The number of components that are consuming a context value is only one part of the picture. I’m guessing you’re concerned about performance. I would recommend measuring and determining whether performance is actually an issue or if it’s just something you think might be an issue.

If it really is an issue, then there are several optimizations you can make before you reach for an abstraction like redux. I talk about several of these in my React Performance workshop (which will end up on EpicReact.Dev later this year).

If you really do want to bring in an abstraction and not worry about performance, then go for it. Just make sure to not just shove everything into redux or you’ll still have performance problems. I also hear wonderful things about MobX. From what I understand of their implementation, they don’t really have performance problems FULL STOP.

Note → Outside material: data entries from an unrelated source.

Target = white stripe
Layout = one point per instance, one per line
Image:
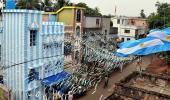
(138, 47)
(160, 35)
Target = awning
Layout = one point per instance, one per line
(55, 78)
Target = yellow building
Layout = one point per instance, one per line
(73, 18)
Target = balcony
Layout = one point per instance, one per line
(68, 29)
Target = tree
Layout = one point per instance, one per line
(60, 3)
(29, 4)
(142, 14)
(161, 19)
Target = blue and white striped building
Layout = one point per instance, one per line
(31, 51)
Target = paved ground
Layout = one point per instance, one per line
(102, 93)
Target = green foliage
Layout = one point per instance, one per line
(166, 56)
(61, 3)
(89, 11)
(161, 19)
(29, 4)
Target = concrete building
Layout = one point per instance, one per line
(99, 25)
(129, 28)
(32, 52)
(73, 19)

In any case, keep state colocated (remember, some state only makes sense in a global context and in that case that’s still consistent with colocation). Performance is only one part of the picture here, maintenance has a lot to do with state management as well.

Good luck!

Hi @pelagicdev,

I’ve only done hello world in React Native, and I don’t have any plans to do more than that in the future. I’ve intentionally determined to focus my efforts on web. I’m happy when what I teach cross-applies, but that’s always incidental.

Hi @raghubandaru45, I LOVE this and strongly advise it.

I think composition can help you avoid a lot of use cases for the context API which is a good thing. This doesn’t mean it’s exclusive to the context API. I don’t think that most apps could “just use composition” and never have to use the context API. So I’d suggest using both.